Architecture
Per-example structure
Each example follows the same host + kernel pattern:
| File | Role |
|---|---|
<name>.c |
Host code: sets up OpenCL context, compiles kernel, manages buffers, launches kernel, reads results |
<name>.cl |
Kernel code: GPU-side computation |
clbuild.c |
Shared helper (see below) |
defs.h |
Shared type definitions and includes |
The standard host code flow is:
create device → create context/queue → build program
→ create buffers → set kernel args → enqueue kernel
→ read results → cleanup
Shared helper: clbuild.c and defs.h
common/clbuild.c provides two functions used by square_array, mandelbrot, auger, rng, and waste:
create_device()
Finds a GPU or CPU associated with the first available platform. Tries GPU first (CL_DEVICE_TYPE_GPU); falls back to CPU (CL_DEVICE_TYPE_CPU) if no GPU is found. A platform identifies a vendor's installation — a system may have an NVIDIA platform and an AMD platform simultaneously.

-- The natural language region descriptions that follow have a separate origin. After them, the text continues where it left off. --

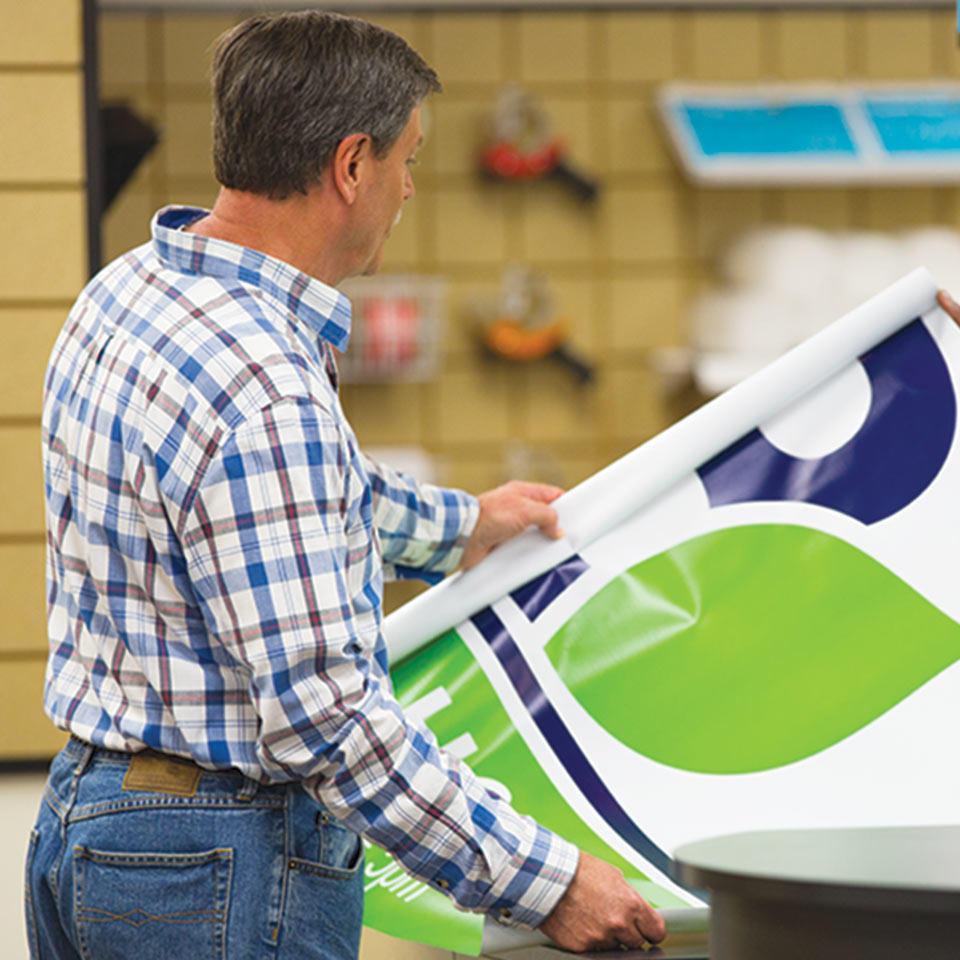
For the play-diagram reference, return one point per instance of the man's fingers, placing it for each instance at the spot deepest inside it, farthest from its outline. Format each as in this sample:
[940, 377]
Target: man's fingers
[949, 304]
[545, 518]
[544, 492]
[651, 924]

build_program(ctx, dev, filename)
Reads a .cl kernel file into a buffer, calls clCreateProgramWithSource, then clBuildProgram. On compile failure, retrieves and prints the build log via clGetProgramBuildInfo before exiting. The fourth parameter of clBuildProgram accepts compiler options similar to GCC flags (e.g. -DMACRO=VALUE, -cl-opt-disable).
Which examples use it
Uses clbuild.c |
Inlines kernel source instead |
|---|---|
square_array, mandelbrot, auger, rng, waste |
Hello_World, add_numbers, sum_array |
In the CMake build, clbuild.c and defs.h live in common/ and are compiled into a shared library linked by the examples above. Per-directory Makefiles use local copies of these files.
Serial comparison versions
square_array, mandelbrot, and waste each include a *_serial.c file — a plain C CPU implementation of the same computation — for direct CPU vs GPU performance comparison.